Managing bank risk on a daily basis. While I am a transactional lawyer, my job is not just about getting a transaction done but thinking about whether, against the backdrop of legal, regulatory and/or reputational risk, the transaction should be done in the first place. I find this challenging and interesting. Further, sitting in Asia, all my transactions are essentially cross-border, and I need to get a good grasp of the legal framework in the various jurisdictions I cover. For example, I've done Hong Kong, Philippine, Indonesian, Indian, Singapore and Malaysian IPOs. Seeing how the different regulators deal with a transaction is enlightening—and sometimes very challenging.
What is the most fulfilling project you've worked on in your career?
While I have worked on very interesting small transactions, it is hard not to put the Alibaba IPO on that list simply because of its landmark nature. My mom actually understood what I did, probably for the first time, when she asked me why I wasn't returning her phone calls for a few days and I told her we had just priced the Alibaba IPO.
Outside the office, how do you spend your time?
As a working mother, my time outside the office generally belongs to my family—and to my children in particular. While Hong Kong appears to be an urban jungle, there are surprisingly many opportunities to be active outdoors. Unless it is raining, we'll be out on a beach, by a pool or hiking the Hong Kong trails. Living in Asia has also made quick weekend trips around the region possible. My kids have been flying from the time they were born, so they have a bit of wanderlust in them.
Any words of advice for someone wanting to enter the legal area of the financial services sector?

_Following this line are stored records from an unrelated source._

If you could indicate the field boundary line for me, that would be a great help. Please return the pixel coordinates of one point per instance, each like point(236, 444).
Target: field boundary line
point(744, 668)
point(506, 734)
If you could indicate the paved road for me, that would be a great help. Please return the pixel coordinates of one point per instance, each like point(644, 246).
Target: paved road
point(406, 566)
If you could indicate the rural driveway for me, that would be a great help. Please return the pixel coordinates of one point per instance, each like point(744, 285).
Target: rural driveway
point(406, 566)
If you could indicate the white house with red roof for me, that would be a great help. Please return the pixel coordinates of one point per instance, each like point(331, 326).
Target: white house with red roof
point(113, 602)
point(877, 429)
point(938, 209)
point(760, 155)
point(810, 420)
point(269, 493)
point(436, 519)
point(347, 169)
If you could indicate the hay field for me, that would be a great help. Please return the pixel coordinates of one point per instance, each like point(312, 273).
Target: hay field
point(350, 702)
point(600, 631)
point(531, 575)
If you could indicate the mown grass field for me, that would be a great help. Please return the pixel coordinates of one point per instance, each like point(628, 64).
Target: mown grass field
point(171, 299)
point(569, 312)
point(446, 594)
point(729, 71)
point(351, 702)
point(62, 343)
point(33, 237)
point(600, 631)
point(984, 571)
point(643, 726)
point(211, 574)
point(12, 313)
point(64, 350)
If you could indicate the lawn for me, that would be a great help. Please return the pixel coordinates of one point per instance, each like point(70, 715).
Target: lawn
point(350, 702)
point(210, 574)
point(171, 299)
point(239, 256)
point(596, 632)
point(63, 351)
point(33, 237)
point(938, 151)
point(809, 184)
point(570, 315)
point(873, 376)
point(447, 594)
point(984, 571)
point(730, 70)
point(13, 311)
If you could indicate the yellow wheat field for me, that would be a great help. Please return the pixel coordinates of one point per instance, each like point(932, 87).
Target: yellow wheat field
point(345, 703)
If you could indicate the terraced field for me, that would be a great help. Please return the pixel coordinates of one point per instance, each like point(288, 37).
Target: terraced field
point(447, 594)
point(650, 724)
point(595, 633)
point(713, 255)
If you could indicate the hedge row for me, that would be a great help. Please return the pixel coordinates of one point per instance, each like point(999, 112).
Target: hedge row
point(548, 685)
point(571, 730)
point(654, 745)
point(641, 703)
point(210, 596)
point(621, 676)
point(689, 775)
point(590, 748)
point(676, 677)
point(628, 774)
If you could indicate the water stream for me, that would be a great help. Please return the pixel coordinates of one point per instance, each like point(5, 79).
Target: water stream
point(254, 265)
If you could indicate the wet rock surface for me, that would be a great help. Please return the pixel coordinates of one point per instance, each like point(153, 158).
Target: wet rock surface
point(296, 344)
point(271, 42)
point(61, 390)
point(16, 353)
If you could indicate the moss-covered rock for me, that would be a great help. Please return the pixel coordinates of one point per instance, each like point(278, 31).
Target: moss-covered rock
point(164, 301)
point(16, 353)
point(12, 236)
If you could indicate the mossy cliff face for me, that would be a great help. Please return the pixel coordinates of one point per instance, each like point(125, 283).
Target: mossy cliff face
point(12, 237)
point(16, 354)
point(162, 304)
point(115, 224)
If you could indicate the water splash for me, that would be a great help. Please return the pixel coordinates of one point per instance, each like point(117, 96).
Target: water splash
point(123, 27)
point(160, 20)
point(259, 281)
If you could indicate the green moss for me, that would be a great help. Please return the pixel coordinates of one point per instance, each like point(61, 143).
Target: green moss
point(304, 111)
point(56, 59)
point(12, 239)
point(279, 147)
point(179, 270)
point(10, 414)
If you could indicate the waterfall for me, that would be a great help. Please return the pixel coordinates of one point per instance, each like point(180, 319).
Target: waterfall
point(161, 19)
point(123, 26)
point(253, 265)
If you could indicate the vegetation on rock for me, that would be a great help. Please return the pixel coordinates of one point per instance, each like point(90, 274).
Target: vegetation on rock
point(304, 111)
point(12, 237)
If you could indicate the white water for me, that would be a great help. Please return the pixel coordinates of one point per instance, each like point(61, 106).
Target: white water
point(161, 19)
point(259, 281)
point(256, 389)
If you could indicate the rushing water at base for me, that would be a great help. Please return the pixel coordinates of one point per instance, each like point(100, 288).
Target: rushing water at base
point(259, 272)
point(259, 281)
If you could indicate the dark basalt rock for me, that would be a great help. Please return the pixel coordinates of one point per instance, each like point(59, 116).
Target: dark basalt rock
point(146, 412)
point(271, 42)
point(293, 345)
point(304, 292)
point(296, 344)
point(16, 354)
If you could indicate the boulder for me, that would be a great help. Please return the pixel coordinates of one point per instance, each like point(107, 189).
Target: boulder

If a secondment opportunity comes up, raise your hand. If you are a junior lawyer—let your partners know you are open to it. Banks have been relying quite heavily on secondees in the past years. It is a risk-free chance to find out whether an in-house role is something you'd want (and it isn't for everyone). An in-house experience also helps your CV stand out when banks are looking to hire—especially if that bank happens to be where you did your secondment! I'm speaking from personal experience. This isn't the only way to make a transition in-house, of course. Develop a good working relationship with your in-house counterparts. When positions open up, you might get a call.